2.1.5 The html Element

html :lang=(en) => TEXT

The element contains an HTML document as text (or, in practice, as CDATA). In some cases, the document starts with <html> and ends with </html>; in others the html element is implied. Generally the HTML includes a head element with a CSS stylesheet. The HTML body often begins with <BR>.

The HTML document uses only the following elements:

html

Sometimes, the document is enclosed with <html></html>.

br

The HTML body often begins with <BR> and may contain it as well.

b
i
u

Styling.

font

The attributes face, color, and size are observed. The value of color takes one of the forms #rrggbb or rgb (r, g, b). The value of size is a number between 1 and 7, inclusive.

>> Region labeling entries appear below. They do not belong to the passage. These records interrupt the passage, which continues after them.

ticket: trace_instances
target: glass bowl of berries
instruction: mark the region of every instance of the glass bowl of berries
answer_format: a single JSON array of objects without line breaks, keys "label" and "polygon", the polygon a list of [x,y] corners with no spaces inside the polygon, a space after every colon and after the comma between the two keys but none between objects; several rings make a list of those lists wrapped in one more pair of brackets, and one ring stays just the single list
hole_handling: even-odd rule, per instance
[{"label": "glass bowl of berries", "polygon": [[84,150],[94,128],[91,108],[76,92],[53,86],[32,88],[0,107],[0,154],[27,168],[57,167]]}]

The CSS in the corpus is simple. To understand it, a parser only needs to be able to skip white space, <!--, and -->, and parse style only for p elements. Only the following properties matter:

color

In the form rrggbb, e.g. 000000, with no leading ‘#’.

font-weight

Either bold or normal.

font-style

Either italic or normal.

text-decoration

Either underline or normal.

font-family

A font name, commonly Monospaced or SansSerif.

font-size

Values claim to be in points, e.g. 14pt, but the values are actually in “device-independent pixels” (px), at 96/inch.

This element has the following attributes.

Attribute: lang

This always contains en in the corpus.